Способна ли я была выйти из игры? Я могла покончить с собой, получить шах и мат, это было единственное, что мне еще оставалось, но я не сделала этого. Я солгала бы, если б сказала, что думала о Серене, или что-нибудь в этом духе. Она уже давно ожидала собственной участи со своей соломинкой, зажатой в кулачке… Я видела ее соломинку и понимала, что ничего не могу сделать, чтобы помочь ей. И вовсе не из-за нее и не из-за кого-то другого я не умерла, а в результате собственной подлости, вот и все.
Я раздвинула шторы, надо было впустить в комнату день. За окном росло множество сосен, а над ними, почти не двигаясь, словно зависла в воздухе какая-то птица, наверно орел.
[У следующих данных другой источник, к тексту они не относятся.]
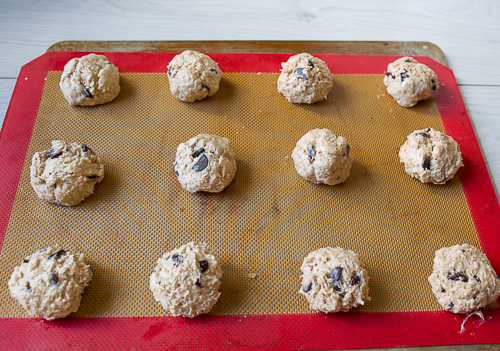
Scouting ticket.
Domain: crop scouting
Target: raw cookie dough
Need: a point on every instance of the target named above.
(408, 81)
(205, 163)
(305, 79)
(333, 280)
(186, 280)
(193, 76)
(322, 157)
(430, 156)
(463, 280)
(66, 174)
(90, 80)
(49, 283)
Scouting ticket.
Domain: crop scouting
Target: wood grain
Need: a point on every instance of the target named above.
(313, 47)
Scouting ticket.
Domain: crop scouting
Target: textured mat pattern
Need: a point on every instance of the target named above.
(265, 222)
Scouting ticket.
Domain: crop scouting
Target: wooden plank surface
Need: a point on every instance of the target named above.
(411, 48)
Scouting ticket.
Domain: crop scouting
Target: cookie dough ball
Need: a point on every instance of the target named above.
(186, 280)
(408, 81)
(193, 76)
(90, 80)
(430, 156)
(65, 174)
(322, 157)
(305, 79)
(333, 280)
(205, 163)
(49, 283)
(463, 280)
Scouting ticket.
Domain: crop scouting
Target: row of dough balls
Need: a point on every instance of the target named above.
(67, 173)
(49, 283)
(304, 79)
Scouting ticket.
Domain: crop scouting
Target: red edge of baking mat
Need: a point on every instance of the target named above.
(279, 331)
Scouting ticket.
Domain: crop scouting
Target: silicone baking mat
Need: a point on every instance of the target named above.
(263, 225)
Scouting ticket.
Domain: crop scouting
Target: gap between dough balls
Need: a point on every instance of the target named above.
(322, 157)
(193, 76)
(205, 163)
(90, 80)
(305, 79)
(66, 173)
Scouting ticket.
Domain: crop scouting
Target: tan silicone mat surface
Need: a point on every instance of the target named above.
(265, 222)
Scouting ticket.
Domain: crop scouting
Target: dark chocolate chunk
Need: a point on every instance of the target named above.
(347, 150)
(335, 274)
(57, 255)
(458, 276)
(427, 162)
(177, 258)
(87, 93)
(52, 154)
(299, 72)
(85, 148)
(53, 278)
(339, 290)
(203, 266)
(198, 152)
(354, 280)
(201, 164)
(311, 152)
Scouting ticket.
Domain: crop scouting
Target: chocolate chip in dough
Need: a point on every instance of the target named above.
(306, 287)
(52, 154)
(201, 164)
(203, 266)
(87, 93)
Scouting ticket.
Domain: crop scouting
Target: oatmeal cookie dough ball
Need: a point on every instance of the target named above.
(305, 79)
(49, 283)
(430, 156)
(65, 174)
(205, 163)
(463, 280)
(186, 280)
(322, 157)
(408, 81)
(90, 80)
(333, 280)
(193, 76)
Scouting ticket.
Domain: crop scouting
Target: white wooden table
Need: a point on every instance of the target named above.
(467, 31)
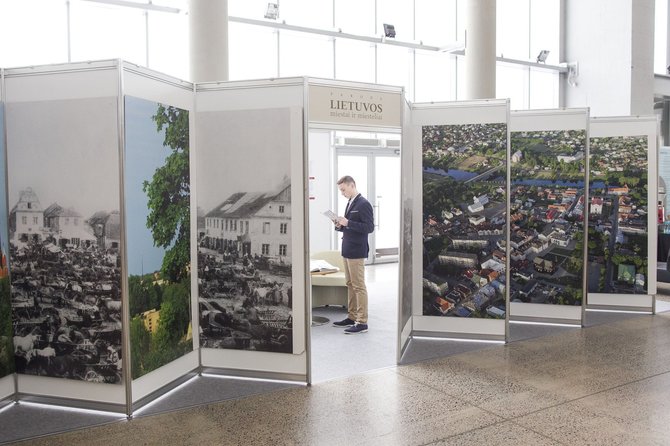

Серена включила радио, зазвучала песня, помню строку из нее: «Эта бесконечная сумятица жизни…»
Всю неделю сижу вот так в кресле и жду, когда ты придешь. Думаю, что не стану больше ничего рассказывать тебе, будем говорить о погоде и о том немногом, что мне известно о правительстве. Мне бы хотелось зашить себе рот, внутри-то я вся зажата, однако, когда вижу тебя, не понимаю, что происходит со мной, где-то в глубине словно открывается что-то и само собой выплескивается наружу. Та песня, понимаешь? Существует какая-то граница, когда все становится смешным.
Умерла внучка моей лучшей подруги. Она только встала на ножки, едва начала говорить. И вдруг почти ослепла, в ней возникла новая жизнь — рак, причем сразу повсюду и в бурной форме. Он поразил ее мозг и все остальное. На похоронах я стояла рядом с гробиком, но мне хотелось смеяться.
Когда страдает и умирает сама невинность, как это надо понимать? Мне хотелось спросить об этом всех, кто опускался на колени, пожалуйста, объясните мне, что происходит.
С тобой, наверное, такое тоже случалось, нет? В тяжелую минуту вдруг начинаешь отнюдь не плакать, а смеяться. Смеешься, смеешься и не можешь остановиться. Это ненормально, но все равно смеешься, зло вынуждает. Малое зло заставляет плакать, а большое — смеяться. Смеешься, как в комедии, где ломается не что-то одно, а все подряд. Все рушится, разваливается, и герой гибнет, а зрители хохочут. Так и моя жизнь — рассказываю тебе обо всем по порядку, — поначалу веришь, а потом что-то происходит, и начинаешь думать: это уж слишком, и тогда становится смешно. Причина, по какой я никому ничего откровенно не говорила, — да, никогда не рассказывала обо всем без утайки — кроется именно в этом: я непременно стала бы смеяться. Тебе еще не весело; во всяком случае, не похоже, но кто знает, что там у тебя в душе творится. Может, ты просто хорошо воспитана.